Qui ci sono gli “Scissionisti”
di Secondigliano, quelli che hanno deciso di fare la guerra ai Di Lauro
per guadagnare piazze di spaccio e denaro fresco da reinvestire per
accrescere, così, la propria potenza. Sono loro a controllare questa
zona di confine, un territorio cuscinetto la cui economia è sostanzialmente
ristagnante. Soprattutto spaccio di droga, mattone selvaggio e tanto
racket.

Ed eccoli gli uomini del clan
o che per il clan lavorano, sfrecciano con le loro moto lungo le strade
del paese, non hanno sguardi da cattivi ma il loro volto è ben curato,
abiti abbinati con gusto e qualche volta viaggiano in coppia. C’è
n’è una, con lo scooter Liberti, sono dei rappresentanti, o meglio,
si fingono tali. “Buongiorno”, massima educazione, entrano nei negozi
e vogliono parlare solo con il titolare. Aprono la propria valigetta,
mostrano i cataloghi ed il campionario di regali per il prossimo Natale:
penne, calendari, oggettistica varia, “dottò, ma è tutta roba di
buona qualità”. In fin dei conti i costi non sono neanche eccessivi
e a pensarci bene per natale qualche regalo dev’essere fatto. Centocinquanta
euro, non di più, questo il costo del regalo, pagamento anticipato
e consegna della merce a trenta giorni che però non vale assolutamente
il prezzo pagato.

Accettano tutti, la spesa che
viene “proposta” due volte l’anno non è eccessiva ed elimina
molti grattacapi.

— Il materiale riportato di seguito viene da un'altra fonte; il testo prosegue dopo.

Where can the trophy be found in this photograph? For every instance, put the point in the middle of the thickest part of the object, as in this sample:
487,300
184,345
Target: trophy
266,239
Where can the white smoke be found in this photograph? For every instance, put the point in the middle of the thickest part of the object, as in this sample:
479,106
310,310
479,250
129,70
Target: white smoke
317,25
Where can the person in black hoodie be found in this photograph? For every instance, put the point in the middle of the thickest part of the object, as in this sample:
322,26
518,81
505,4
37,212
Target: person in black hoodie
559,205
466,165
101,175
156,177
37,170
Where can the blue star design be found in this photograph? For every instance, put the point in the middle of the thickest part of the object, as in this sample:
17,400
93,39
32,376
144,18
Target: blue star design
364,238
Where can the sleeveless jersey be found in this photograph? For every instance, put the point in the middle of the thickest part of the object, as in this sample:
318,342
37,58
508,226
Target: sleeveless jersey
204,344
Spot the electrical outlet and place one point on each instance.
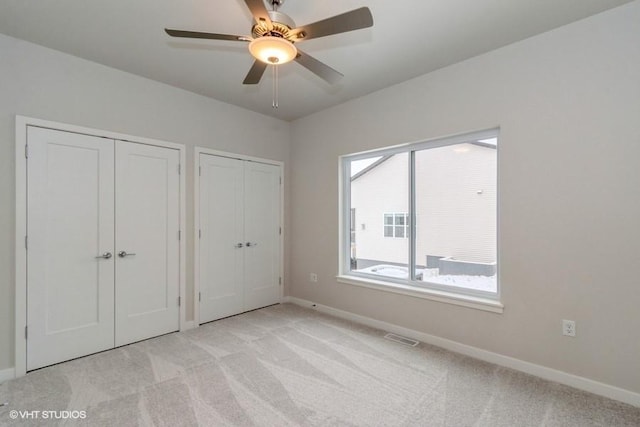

Rappresenta una polizza assicurativa, anzi sicuramente
meglio.

A Melito nessuno denuncia il
racket che ai piccoli negozianti non può essere imposto con cifre eccessive.
Se però qualcuno non volesse accettare, beh allora, “Dottò, voi
volete fare il cattivo, la befana come si deve regolare, deve portarvi
il carbone nella calza?”. Un attimo di silenzio, per far capire che
si fa sul serio, e poi ancora: “noi ripassiamo, pensateci bene e quando
torneremo vi faremo vedere altri cataloghi, altre offerte”. Ancora
silenzio nel negozio, i rappresentanti si allontanano, a fine serata
dovranno rendicontare e riferire chi sono i cattivi, lo scooter si è
già confuso nel traffico quotidiano.

Resta la paura, quella di denunciare
o di accettare, ancora una volta, l’offerta.